O verão tinha sido quente e de pouca chuva. As lavouras prometiam uma colheita insuficiente para enfrentar o inverno que se aproximava e, segundo comentavam, iria ser rigoroso e longo – daqueles que avançam primavera adentro. Dava para sentir a preocupação dos meus pais. Além dos seis filhos, a vovó morava conosco. Com o final de março e a chegada de abril, apareceu a oportunidade de trabalharmos na colheita do arroz. Saímos em busca de uma empreitada. Algumas lavouras depois, encontramos um empresário que nos contratou para colher duas quadras de arroz.
Dentro de alguns dias terminamos o trabalho e nos dirigimos ao empresário para entregar as foices e receber nosso salário.

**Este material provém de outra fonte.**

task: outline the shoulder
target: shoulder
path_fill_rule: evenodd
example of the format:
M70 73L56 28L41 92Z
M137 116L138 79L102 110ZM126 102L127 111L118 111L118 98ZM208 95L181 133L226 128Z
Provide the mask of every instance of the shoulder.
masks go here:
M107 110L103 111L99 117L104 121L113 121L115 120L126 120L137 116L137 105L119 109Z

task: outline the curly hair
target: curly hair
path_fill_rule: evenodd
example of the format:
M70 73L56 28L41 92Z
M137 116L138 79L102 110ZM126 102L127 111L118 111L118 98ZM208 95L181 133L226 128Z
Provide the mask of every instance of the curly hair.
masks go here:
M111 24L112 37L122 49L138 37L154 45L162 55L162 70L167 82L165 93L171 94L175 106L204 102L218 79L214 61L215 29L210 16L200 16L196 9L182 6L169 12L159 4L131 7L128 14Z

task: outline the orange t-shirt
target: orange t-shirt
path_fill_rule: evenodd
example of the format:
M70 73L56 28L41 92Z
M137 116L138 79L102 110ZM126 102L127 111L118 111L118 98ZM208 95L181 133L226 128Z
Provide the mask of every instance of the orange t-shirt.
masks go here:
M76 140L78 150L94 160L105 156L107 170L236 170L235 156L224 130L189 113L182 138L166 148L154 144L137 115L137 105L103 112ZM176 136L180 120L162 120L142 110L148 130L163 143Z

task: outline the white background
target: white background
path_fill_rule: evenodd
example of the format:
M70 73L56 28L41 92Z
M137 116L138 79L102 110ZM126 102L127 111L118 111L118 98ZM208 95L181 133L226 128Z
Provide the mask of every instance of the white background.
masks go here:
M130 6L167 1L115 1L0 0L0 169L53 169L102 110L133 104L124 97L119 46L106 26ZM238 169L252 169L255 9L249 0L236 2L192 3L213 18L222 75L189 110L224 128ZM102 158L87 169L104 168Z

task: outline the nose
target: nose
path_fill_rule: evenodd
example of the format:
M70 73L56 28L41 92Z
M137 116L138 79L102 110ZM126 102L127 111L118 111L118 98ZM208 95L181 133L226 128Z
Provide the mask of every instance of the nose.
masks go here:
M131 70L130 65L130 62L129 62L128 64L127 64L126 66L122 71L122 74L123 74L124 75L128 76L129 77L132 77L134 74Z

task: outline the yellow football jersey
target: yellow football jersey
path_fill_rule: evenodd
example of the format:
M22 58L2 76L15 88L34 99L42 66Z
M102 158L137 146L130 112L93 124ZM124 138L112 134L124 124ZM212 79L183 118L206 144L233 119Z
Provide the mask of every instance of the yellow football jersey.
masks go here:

Depois do pagamento ele olhou para o meu pai e perguntou: “Se vocês quiserem, podem respigar[1] no lote do Teobaldo![2]” Lembro da alegria do meu pai: acho que ele quase beijou o empresário. No outro dia, bem cedo, voltamos à lavoura para respigar e recolhemos dois sacos de arroz (cerca de 120 kg).
Foi essa generosidade do empresário que aliviou a situação de necessidade naquele inverno. Lembro de minha mãe agradecendo a Deus pela vida daquele proprietário que ofereceu sua sega para que pudéssemos juntar as sobras de arroz depois da colheita.
A atividade de respigar as lavouras de cereais era um preceito bíblico, seguido pelos primeiros israelitas quando entraram na Terra Prometida. Tratava-se de uma preocupação moral para com os pobres que necessitavam encontrar um meio de sobrevivência, e fazia parte das determinações de Javé para o povo que recém havia chegado.
Na zona rural de Cachoeira do Sul, na década de 1960, essa prática era efetivada por alguns proprietários mais sensíveis. Não sei como ela é observada hoje, mas tenho certeza de que muitas famílias escaparam da fome, graças a essa generosidade de alguns proprietários que exercitavam a solidariedade para com os pobres do campo.
“Quando também fizerdes a colheita da vossa terra, o canto do teu campo não segarás totalmente, nem as espigas caídas colherás da tua sega. Semelhantemente não rabiscarás a tua vinha, nem colherás os bagos caídos da tua vinha; deixá-los-ás ao pobre e ao estrangeiro. Eu sou o SENHOR vosso Deus.” (Lv 19.9-10)
[1] Recolher as espigas que ficaram por colher nas searas. [Dicionário Priberam da Língua Portuguesa. Disponível em: http://www.priberam.pt/dlpo/default.aspx?pal=respigaracesso em: 29 abr 2011].
[2] A prática do respigar deveria ser realizada num lote diferente daquele que teria sido colhido pelo respigador, para evitar fraudes.